Qualche competitor bravo e ostinato riusciva a intrufolarsi. Oggi non sarebbe più possibile

Il grande pubblico nulla sa di tutto questo. Ogni tanto legge sul giornale di professori coinvolti in episodi di malaffare, si indigna per un attimo e poi non ci pensa più, nella persuasione che l’università sia una specie di Hollywood, un mondo a parte, un male necessario che c’è e va sopportato come la grandine, le tasse e le cene dai suoceri.

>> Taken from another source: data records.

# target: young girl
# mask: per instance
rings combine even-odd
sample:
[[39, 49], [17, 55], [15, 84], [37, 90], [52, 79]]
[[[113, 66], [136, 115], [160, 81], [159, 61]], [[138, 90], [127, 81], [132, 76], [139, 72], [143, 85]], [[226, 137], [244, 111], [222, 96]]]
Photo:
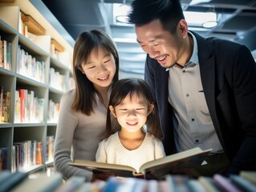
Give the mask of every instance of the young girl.
[[118, 70], [117, 51], [106, 34], [91, 30], [78, 37], [73, 53], [75, 89], [61, 99], [55, 145], [55, 168], [64, 179], [80, 175], [91, 181], [91, 173], [68, 163], [76, 158], [95, 161]]
[[[121, 127], [117, 132], [116, 120]], [[96, 161], [130, 166], [138, 171], [144, 162], [165, 156], [158, 114], [146, 82], [136, 78], [116, 82], [109, 98], [106, 134], [99, 146]]]

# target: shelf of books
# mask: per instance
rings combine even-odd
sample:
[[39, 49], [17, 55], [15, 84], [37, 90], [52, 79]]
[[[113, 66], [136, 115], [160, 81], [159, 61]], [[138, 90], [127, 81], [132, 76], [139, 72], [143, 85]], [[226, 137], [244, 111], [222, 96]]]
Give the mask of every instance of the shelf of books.
[[53, 162], [73, 48], [31, 1], [11, 2], [0, 2], [0, 172], [31, 173]]
[[[11, 178], [14, 179], [11, 179]], [[15, 178], [15, 179], [14, 179]], [[201, 176], [197, 179], [185, 175], [167, 174], [161, 180], [112, 177], [106, 181], [84, 182], [83, 177], [73, 176], [63, 182], [59, 173], [48, 175], [26, 173], [0, 173], [1, 191], [100, 191], [100, 192], [255, 192], [256, 172], [241, 171], [239, 174], [213, 177]]]

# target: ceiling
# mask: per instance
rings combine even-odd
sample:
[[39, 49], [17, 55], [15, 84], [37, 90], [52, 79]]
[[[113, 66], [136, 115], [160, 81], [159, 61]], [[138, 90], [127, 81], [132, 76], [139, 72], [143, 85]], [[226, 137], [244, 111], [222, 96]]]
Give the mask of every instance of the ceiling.
[[[75, 40], [83, 31], [99, 29], [116, 42], [120, 60], [120, 76], [143, 77], [145, 54], [136, 41], [134, 26], [116, 23], [112, 3], [132, 0], [42, 0]], [[218, 24], [205, 29], [189, 25], [204, 37], [215, 36], [245, 44], [256, 50], [256, 0], [181, 0], [184, 10], [215, 11]], [[198, 3], [199, 2], [199, 3]]]

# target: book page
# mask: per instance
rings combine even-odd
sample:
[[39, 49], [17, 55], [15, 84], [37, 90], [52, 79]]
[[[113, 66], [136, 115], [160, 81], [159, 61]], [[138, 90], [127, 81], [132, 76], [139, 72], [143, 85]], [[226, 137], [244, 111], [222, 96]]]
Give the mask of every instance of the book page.
[[201, 150], [199, 147], [195, 147], [146, 162], [141, 166], [140, 170], [144, 174], [152, 174], [157, 178], [169, 174], [174, 168], [186, 169], [201, 165], [204, 158], [211, 150], [211, 149]]

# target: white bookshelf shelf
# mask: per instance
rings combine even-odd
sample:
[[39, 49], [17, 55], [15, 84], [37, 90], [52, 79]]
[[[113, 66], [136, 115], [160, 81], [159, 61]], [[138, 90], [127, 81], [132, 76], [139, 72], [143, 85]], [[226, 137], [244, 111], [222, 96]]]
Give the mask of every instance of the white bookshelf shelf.
[[[46, 30], [46, 34], [43, 36], [32, 35], [30, 36], [31, 38], [30, 38], [21, 34], [19, 32], [21, 23], [20, 11], [31, 16], [40, 23]], [[49, 101], [51, 100], [54, 103], [59, 103], [62, 95], [71, 89], [68, 82], [69, 78], [72, 76], [71, 59], [72, 58], [74, 41], [67, 35], [67, 32], [64, 31], [63, 28], [61, 28], [59, 23], [52, 25], [52, 22], [50, 22], [49, 20], [57, 21], [41, 1], [15, 0], [14, 2], [10, 3], [0, 2], [1, 40], [6, 40], [7, 42], [11, 43], [10, 70], [0, 66], [0, 86], [3, 86], [4, 92], [8, 91], [10, 93], [9, 122], [0, 122], [0, 147], [7, 148], [6, 170], [13, 170], [14, 157], [12, 154], [12, 149], [14, 143], [26, 140], [36, 140], [43, 144], [43, 165], [31, 166], [27, 167], [26, 171], [33, 173], [39, 170], [46, 170], [48, 165], [52, 165], [52, 163], [47, 162], [47, 139], [48, 136], [55, 136], [57, 122], [48, 122]], [[56, 29], [56, 26], [58, 26], [58, 29]], [[61, 30], [59, 30], [60, 28]], [[67, 34], [63, 35], [59, 31]], [[69, 39], [65, 39], [63, 36], [68, 37]], [[55, 39], [64, 47], [65, 54], [69, 55], [71, 58], [67, 65], [59, 62], [60, 58], [59, 60], [51, 55], [51, 38]], [[35, 58], [35, 61], [41, 63], [43, 62], [42, 67], [44, 68], [40, 69], [44, 71], [44, 76], [41, 78], [42, 81], [28, 75], [29, 73], [26, 73], [26, 70], [30, 70], [30, 66], [26, 70], [20, 70], [19, 61], [21, 56], [19, 55], [18, 47], [21, 47], [31, 58]], [[27, 66], [26, 66], [27, 67]], [[64, 87], [63, 90], [50, 85], [51, 68], [54, 69], [57, 74], [59, 74], [63, 78], [64, 85], [62, 86]], [[39, 122], [35, 121], [19, 122], [16, 121], [17, 103], [15, 103], [15, 92], [19, 89], [34, 91], [35, 97], [43, 99], [42, 121]]]

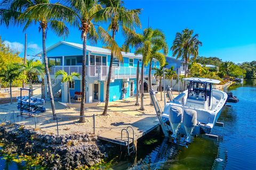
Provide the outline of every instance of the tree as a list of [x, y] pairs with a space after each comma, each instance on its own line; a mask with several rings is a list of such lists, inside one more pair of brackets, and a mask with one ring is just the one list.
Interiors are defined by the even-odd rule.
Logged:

Ma l’immagine dell’università italiana scossa da scandali di sesso, nepotismo e mazzette fa persino comodo, perché occulta la realtà di gran lunga più agghiacciante dell’ingiustizia strutturale, sistemica, da cui non ti puoi difendere in quanto è insita nelle regole stesse; che spesso, poi, sono regole monouso, decise per alzata di mano da dieci o quindici rubagalline, per i quali parole come legale, lecito e legittimo vogliono dire la stessa cosa. Se le porte dell’accademia si spalancassero, la gente non vedrebbe scene da boudoir, con professore arrapato e laureanda discinta come nei filmetti della Fenech, ma bensì l’antro del serial killer, con ossa sparse e organi sotto formalina. E se qualcuno trova grandguignolesca questa immagine, pensi a quanti ingegni, talenti, progetti di vita e vite stesse (Norman Zarcone, Luigi Vecchione) sono state sacrificate sul monumentale catafalco di imbroglio e di violenza su cui il sistema concorsuale italiano è costruito. Se avessimo una bandiera, dovremmo issarla a rovescio, come nel finale della «Valle di Elah». Da soli non usciremo da questo cuore di tenebra. L’università ha bisogno di aiuto. Qualcuno ci aiuti.